The first book in an epic saga that inspired a Netflix show is called THE LAST KINGDOM. It tells the story of the Saxons and the Danes who came to England in the ninth and tenth centuries. To decide which side of the war he will fight on, a captured nobleman has to choose. He doesn’t know that his decisions could change the history of the world as we know it.

John Hatcher, The Black Death: an intimate History (2008)

When economic and social historian John Hatcher retired, he set out to write a book about the Black Death that he had always wanted to write, one that used imagination to fill in the gaps in his knowledge of the documentary record about the Black Death’s impact on medieval England. He used his imagination to help him fill in the gaps. It’s a great book that shows how well the author knows the sources and how well she understands history. It shows what it was like to live in a village in Suffolk at a very important and scary time.

Rodney Hilton, Bond Men Made Free.

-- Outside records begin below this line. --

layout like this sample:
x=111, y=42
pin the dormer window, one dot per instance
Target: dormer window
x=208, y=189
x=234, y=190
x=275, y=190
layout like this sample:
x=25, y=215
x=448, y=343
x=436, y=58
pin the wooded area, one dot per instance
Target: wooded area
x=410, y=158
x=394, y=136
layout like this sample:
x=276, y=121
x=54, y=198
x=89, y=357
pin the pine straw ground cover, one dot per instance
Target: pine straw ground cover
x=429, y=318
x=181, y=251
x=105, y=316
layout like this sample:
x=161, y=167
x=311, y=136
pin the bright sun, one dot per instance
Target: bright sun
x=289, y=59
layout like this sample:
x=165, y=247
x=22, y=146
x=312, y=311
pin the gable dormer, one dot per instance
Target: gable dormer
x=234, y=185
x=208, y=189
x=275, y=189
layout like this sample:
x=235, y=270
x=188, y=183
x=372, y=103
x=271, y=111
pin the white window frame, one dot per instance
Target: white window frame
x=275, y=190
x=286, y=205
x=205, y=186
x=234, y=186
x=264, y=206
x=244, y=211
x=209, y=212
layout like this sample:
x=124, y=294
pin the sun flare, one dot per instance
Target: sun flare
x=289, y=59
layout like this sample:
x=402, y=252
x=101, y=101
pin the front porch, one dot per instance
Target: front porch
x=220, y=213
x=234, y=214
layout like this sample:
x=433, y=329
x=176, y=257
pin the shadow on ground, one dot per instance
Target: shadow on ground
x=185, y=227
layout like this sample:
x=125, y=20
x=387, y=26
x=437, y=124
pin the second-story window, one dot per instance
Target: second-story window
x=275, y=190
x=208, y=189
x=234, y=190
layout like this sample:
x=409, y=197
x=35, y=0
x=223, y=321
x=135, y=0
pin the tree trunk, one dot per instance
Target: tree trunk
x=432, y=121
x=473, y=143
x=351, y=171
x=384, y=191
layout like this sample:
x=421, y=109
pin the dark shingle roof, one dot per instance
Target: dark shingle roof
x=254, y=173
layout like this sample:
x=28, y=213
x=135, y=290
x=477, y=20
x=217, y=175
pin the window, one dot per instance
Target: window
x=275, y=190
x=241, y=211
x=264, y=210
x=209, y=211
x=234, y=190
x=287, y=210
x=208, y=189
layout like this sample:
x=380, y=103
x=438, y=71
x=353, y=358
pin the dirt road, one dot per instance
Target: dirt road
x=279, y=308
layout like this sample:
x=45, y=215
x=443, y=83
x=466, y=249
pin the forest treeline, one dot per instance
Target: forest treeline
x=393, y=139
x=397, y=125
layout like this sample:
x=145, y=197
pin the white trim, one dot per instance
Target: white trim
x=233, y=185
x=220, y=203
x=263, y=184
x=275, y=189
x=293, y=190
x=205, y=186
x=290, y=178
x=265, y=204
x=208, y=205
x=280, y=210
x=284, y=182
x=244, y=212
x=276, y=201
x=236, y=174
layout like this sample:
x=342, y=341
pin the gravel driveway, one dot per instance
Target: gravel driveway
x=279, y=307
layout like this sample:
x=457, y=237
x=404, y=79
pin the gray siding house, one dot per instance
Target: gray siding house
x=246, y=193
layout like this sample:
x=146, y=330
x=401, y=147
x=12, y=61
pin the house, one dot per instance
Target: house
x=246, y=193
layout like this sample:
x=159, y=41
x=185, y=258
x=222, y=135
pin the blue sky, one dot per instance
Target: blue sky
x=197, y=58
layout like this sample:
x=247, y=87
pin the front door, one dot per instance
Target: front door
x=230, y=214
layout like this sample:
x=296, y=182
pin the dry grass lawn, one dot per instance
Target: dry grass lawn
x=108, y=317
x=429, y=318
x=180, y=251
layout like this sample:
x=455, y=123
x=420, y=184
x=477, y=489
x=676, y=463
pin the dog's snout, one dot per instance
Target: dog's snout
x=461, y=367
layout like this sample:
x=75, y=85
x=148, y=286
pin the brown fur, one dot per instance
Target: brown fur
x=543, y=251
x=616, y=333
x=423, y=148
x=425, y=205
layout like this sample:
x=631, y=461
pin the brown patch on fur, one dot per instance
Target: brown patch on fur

Medieval Peasant Movements and the English Rising of 1381 (1977)

The Peasants’ Revolt is a classic and still the best book on the famous revolt. It was inspired by the protests that took place at many UK universities in the 1960s, including Hilton’s Birmingham. This book was re-released in 2003, which is why. There have been a lot of studies on the subject since then, but this general overview is still worth reading.